With all of the spectacle and crazy budgets, it may seem a bit strange that ONS also hosts an art exhibition in the middle of it all. But every time, they invite a local artist to present a solo exhibition in one of Stavanger’s fine art institutions. For 2014, the ONS artist is photographer Torbjørn Rødland, who will exhibit at Kunsthall Stavanger. Probably more known abroad than in his hometown, this is Rødland’s first major solo show in Stavanger in over ten years (the exhibition ‘Grav med utsikt’ presented over 50 of his photographs at Rogaland Kunstmuseum, now Stavanger Art Museum, in 2003).

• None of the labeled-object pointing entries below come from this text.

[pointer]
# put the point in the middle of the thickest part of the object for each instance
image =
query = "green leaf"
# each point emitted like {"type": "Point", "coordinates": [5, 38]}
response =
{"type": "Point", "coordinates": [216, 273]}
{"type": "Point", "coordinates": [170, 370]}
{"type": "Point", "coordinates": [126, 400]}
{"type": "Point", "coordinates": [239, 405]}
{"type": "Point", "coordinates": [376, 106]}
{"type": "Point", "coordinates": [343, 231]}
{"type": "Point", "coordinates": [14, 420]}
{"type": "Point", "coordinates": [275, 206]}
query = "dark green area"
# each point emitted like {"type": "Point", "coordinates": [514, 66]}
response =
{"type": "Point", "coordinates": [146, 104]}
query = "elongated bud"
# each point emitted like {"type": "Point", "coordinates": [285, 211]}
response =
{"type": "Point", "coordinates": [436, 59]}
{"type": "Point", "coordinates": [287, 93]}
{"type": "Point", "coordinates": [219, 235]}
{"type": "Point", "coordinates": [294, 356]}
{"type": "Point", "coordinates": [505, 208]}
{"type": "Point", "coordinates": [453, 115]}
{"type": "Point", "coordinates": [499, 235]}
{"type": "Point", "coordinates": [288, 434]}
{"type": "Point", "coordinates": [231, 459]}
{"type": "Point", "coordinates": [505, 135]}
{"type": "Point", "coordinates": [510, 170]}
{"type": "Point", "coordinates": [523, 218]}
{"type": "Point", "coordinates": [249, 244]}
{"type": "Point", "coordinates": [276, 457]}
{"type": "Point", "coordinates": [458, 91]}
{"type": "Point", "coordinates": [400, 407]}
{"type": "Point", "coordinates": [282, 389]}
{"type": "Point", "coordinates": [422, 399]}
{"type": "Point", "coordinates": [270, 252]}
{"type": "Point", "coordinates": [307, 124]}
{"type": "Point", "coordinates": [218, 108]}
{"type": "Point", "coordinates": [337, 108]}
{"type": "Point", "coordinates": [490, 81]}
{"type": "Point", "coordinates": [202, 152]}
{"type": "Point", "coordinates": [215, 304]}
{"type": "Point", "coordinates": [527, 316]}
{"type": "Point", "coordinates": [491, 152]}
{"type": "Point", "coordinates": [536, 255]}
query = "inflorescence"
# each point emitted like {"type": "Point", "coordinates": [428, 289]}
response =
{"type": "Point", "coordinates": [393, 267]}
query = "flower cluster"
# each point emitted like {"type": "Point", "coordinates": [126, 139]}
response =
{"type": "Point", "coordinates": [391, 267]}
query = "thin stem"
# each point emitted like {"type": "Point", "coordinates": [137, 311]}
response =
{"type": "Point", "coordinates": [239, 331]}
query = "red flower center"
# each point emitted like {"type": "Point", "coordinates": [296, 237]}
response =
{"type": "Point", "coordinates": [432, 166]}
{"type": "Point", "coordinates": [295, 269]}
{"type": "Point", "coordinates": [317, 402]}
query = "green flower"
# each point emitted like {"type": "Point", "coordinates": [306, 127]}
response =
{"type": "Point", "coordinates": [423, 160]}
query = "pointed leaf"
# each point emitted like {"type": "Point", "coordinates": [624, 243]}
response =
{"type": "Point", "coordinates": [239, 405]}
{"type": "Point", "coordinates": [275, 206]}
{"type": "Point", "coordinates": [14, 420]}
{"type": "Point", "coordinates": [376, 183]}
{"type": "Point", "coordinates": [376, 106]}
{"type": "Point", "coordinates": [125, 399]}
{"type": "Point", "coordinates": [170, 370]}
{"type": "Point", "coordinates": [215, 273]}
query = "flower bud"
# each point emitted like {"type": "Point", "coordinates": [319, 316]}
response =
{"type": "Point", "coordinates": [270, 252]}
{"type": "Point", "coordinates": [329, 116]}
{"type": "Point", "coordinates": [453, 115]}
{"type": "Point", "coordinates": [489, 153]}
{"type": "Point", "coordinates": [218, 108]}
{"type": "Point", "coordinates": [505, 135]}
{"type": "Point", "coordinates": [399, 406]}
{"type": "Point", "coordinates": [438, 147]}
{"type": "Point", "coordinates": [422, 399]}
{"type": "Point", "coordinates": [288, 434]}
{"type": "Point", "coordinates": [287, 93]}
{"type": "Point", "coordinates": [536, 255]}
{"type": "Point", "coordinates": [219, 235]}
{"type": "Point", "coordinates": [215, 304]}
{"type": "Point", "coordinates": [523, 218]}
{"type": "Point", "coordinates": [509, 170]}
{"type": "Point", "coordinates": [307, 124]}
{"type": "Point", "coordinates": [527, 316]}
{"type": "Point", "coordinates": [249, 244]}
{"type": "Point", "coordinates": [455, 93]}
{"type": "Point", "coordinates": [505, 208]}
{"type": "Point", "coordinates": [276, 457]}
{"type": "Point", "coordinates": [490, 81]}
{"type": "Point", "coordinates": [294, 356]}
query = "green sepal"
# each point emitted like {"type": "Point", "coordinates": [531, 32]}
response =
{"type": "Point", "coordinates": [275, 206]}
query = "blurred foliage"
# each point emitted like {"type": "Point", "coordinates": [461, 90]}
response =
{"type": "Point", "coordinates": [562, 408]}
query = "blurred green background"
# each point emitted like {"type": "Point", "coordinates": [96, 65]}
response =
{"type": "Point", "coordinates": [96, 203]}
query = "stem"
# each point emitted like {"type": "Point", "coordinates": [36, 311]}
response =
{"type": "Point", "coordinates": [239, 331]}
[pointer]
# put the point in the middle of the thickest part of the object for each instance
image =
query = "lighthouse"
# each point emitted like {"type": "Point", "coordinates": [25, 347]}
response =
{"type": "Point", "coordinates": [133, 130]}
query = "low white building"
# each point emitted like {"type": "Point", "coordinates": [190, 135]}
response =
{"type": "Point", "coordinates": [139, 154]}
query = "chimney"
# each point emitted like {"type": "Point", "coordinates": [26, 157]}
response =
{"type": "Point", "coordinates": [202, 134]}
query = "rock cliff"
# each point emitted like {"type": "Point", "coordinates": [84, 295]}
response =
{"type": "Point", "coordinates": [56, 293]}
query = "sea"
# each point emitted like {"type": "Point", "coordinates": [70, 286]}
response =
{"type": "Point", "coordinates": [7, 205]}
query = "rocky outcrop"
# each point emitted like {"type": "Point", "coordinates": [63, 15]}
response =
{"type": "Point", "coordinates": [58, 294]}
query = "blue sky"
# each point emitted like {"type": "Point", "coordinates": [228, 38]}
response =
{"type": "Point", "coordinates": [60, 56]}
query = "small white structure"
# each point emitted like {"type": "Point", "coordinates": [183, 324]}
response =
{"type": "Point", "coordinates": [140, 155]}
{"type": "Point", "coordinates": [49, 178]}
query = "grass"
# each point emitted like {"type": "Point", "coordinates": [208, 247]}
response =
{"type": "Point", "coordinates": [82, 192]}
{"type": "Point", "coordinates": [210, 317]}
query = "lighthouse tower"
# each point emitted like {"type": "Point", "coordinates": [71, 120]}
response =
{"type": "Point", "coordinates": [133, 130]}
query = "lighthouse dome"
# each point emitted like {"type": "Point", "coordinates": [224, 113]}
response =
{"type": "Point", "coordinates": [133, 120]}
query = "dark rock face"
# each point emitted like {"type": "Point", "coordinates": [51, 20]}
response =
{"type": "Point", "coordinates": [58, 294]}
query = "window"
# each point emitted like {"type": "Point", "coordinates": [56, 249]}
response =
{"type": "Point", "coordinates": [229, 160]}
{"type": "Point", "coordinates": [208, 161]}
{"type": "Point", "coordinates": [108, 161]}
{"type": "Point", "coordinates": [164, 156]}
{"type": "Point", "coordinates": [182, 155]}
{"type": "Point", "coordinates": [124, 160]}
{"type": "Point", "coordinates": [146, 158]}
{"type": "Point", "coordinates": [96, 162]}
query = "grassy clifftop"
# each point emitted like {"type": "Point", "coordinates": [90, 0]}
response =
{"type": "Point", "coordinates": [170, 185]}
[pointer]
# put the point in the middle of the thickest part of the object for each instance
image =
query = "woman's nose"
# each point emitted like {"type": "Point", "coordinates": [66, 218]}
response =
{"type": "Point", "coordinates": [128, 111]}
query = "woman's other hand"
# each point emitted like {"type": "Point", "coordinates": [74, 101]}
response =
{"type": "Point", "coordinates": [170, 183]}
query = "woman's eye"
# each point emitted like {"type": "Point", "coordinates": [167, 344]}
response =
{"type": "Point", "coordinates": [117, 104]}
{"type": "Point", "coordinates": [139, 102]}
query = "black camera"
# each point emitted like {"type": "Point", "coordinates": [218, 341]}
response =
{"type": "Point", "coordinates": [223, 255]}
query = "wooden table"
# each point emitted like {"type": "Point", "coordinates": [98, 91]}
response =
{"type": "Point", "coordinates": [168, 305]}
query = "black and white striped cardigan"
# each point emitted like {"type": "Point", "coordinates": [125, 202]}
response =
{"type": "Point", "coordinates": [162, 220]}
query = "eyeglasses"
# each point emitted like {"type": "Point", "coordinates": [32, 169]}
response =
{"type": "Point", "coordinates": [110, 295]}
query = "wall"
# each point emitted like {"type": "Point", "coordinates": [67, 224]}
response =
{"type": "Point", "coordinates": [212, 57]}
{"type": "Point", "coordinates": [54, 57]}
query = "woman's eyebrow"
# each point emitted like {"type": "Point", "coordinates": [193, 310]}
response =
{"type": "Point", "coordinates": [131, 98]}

Rødland works with photographic images, where seemingly randomly composed everyday objects, casual behavior or nature’s occurring coincidences are elevated into a place where there are no simple truths, beauty is found in the ugly, and questions are left unanswered. Complex yet simple, Rødland’s photographs speak to you directly without clarifying, simultaneously loaded with symbolism while lacking any clear references. Rødland thus reveals a rare sensitivity towards his motives, combining an investigative eye and a never-ceasing curiosity to establish a unique aesthetic language.
For the ONS exhibition, Rødland will show a selection of his photographic images.
The exhibition is on view from August 23rd to October 26th, opening on Aug 23rd 3-5pm.